I wonder if it’s possible to start a round of depreciation for the next major version, and delete them in the one after that, or if it’s considered too ‘core’ to even be touched.

I completely agree that Int.asUInt() since much clearer on what it does than Int.toUInt.

1 Like

In the case of integers it is definitely casting/wrapping

The “as” prefix implies that the result represents same instance.

Since value types like Int have no concept of an instance, it’d be really bizarre for them to ever have any “as” prefixed methods. Even though UInt is implemented as an inline class wrapping an Int, the result of toUInt() is not intended to be treated as a reference to the original instance.

Consider val x = myInt on JVM. The value of myInt will be copied to x. No reference to myInt is kept. It’s not any different for val x = myInt.toUInt()

4 Likes

Yes, I know toUInt() copies the data and if this is the main differentiator between “as” and “to” then it makes sense.

For me “as” is conceptually for operations that keep the same data (or almost the same), but represents/interprets it differently, adapts it to needs of some API or somehow affects its behavior. While “to” is for operations that transforms the data in order to adapt it to new needs, often validating and copying it in the process. toUInt is somewhere in between. Technically speaking, it copies the data, it could shrink/widen it, but conceptually it re-interprets the existing data as a new integer type, possibly changing its logical value.

Even if thinking in English and reading “as” as “represent as”, “interpret as”, “use as”, etc. and “to” as “convert to”, “transform to”, “change to”, I think “as” fits much better to the case where -111 becomes 145. Honestly, I suspect the naming itself might be the main reason why OP misunderstood their results and assumed Kotlin is broken.

Anyway, the decision was made long ago and it can’t be easily changed right now. I’m pretty sure Kotlin team discussed this at designing phase and “to” has been chosen intentionally. Also, this decision was made long before unsigned integers, because it is the same for converting between signed integers of different widths (yes, I just used the word: “converting”!).

2 Likes

I think posts about other issues should probably live in their own threads.

The title reads as if it’s a place to post any and every complaint or struggle related to Kotlin. But at the heart of OP’s post we find that the issues they are bringing to discuss is working with bytes.

Other topics, such as yours with compose, get less visibility than it deserves and takes away from OPs issues.

I recommend we avoid using this unfortunately named thread to combine any Kotlin issue together as it’s less effective for all of the issues. Instead, focus on the binary support.

2 Likes

This thread comes to me as a complete surprise.

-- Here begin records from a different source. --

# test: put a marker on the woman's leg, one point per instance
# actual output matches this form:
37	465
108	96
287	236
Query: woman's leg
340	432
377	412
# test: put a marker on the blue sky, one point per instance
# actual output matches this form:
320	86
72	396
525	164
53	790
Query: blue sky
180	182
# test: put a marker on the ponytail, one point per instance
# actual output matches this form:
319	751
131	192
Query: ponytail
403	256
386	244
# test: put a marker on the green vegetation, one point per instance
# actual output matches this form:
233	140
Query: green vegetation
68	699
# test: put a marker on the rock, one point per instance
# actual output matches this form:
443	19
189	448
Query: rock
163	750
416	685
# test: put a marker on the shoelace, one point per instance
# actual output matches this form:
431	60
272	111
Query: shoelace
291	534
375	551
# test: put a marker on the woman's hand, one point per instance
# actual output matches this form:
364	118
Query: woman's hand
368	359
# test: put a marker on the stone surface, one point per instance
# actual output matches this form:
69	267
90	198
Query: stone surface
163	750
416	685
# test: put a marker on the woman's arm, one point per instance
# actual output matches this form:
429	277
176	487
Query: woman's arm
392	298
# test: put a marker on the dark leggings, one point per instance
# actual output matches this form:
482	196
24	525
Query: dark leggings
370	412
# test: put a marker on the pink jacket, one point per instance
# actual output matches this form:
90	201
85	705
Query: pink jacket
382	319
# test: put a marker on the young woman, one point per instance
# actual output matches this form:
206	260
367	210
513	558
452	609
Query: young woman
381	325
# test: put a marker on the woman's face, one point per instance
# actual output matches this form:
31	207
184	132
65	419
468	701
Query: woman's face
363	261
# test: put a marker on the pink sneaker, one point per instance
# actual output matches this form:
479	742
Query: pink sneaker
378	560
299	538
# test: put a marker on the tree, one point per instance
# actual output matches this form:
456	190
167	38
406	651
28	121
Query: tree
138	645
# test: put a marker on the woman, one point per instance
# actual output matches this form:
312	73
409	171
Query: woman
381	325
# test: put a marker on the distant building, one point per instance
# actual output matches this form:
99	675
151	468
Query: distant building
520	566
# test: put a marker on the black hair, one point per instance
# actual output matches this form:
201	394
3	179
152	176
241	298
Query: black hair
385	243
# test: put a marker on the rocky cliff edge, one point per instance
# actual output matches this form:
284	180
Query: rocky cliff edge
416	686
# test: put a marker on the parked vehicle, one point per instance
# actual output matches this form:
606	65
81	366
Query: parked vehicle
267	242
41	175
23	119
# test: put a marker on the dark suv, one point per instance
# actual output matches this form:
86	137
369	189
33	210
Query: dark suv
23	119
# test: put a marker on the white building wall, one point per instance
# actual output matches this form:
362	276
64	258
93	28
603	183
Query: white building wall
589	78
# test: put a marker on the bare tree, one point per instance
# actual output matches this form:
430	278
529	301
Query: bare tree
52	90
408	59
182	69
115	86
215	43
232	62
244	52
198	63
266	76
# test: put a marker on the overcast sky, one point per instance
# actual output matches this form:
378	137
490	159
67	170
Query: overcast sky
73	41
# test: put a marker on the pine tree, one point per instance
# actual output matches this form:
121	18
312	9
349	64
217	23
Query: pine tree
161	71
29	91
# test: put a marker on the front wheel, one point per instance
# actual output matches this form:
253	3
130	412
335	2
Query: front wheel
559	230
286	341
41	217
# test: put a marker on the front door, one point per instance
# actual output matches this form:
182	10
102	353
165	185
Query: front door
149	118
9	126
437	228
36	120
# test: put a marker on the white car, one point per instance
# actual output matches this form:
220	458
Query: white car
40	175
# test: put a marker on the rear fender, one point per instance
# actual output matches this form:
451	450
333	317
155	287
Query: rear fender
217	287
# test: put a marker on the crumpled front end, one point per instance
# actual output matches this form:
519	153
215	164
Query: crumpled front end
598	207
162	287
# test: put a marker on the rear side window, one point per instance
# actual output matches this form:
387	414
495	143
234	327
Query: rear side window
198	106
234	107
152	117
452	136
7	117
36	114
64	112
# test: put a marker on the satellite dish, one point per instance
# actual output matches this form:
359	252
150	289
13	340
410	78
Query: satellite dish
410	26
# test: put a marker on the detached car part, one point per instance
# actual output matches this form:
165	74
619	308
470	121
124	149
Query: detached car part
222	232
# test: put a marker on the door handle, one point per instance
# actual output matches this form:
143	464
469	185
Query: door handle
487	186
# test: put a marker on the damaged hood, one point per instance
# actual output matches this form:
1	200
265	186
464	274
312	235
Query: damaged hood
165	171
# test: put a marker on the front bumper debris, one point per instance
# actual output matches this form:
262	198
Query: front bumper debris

I’ve been using Kotlin professionally since about 2018. And I’m doing a lot of binary manipulations. I never even tried to make sense of them, neither in Kotlin nor in any other languages. I don’t think there’s one “right” way to do it anyway.

Whenever I need to do some binary manipulations, I just write a bunch of functions tailored for that specific task, and Kotlin provides just the right tools with its inline, infix and extension functions, so I often end up writing stuff like word.getField(lsb = 1, msb = 8), or b.toWord(), or word.parityBit (here, Word stands not for uint16, but for a domain-specific thing). Pretty much the only complaint I have here is that IDEA bugs me about using inline functions when there’s no lambda argument to inline.

It’s basically a very specific application of the Dependency Inversion principle: instead of using (and depend on) the tool that is given to you, use it to make a better tool that depends on your domain-specific code.